The core of the existence proof uses Schaefer’s fixed‑point theorem. The authors define an operator that maps a tentative deformation, velocity, temperature, and NO concentration to the solution of the linearized subproblems. They show that this operator is continuous, compact, and maps bounded sets into bounded sets. A priori energy estimates (based on the kinetic energy of the fluid, the thermal energy of both domains, and the (L^2) norm of NO) provide uniform bounds, allowing the application of Schaefer’s theorem to obtain a fixed point, i.e., a weak solution of the full nonlinear system. Uniqueness is proved by deriving a Grönwall‑type inequality for the difference of two solutions, exploiting the linearity of the NO ODE and the monotonicity of the heat transmission condition.

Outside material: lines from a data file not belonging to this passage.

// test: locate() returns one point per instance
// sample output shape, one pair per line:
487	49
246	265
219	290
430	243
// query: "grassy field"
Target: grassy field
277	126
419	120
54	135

  1. Comparison with prior work – Earlier models either fixed the vessel radius, used Poiseuille flow instead of Stokes, or omitted the biochemical feedback loop. This paper integrates all three mechanisms—fluid dynamics, heat transfer, and NO‑mediated wall motion—within a rigorous analytical framework. The inclusion of a moving interface and the treatment of the coupled PDE‑ODE system on a deforming domain represent a novel contribution to the mathematical modeling of microcirculatory thermoregulation.

In summary, the authors deliver a mathematically sound, physiologically detailed model that captures the bidirectional coupling between blood flow, temperature distribution, and biochemical signaling in skin vessels. The existence‑uniqueness result, based on fixed‑point theory and careful functional‑analytic estimates, provides a solid foundation for future numerical simulations and extensions to more complex vascular networks.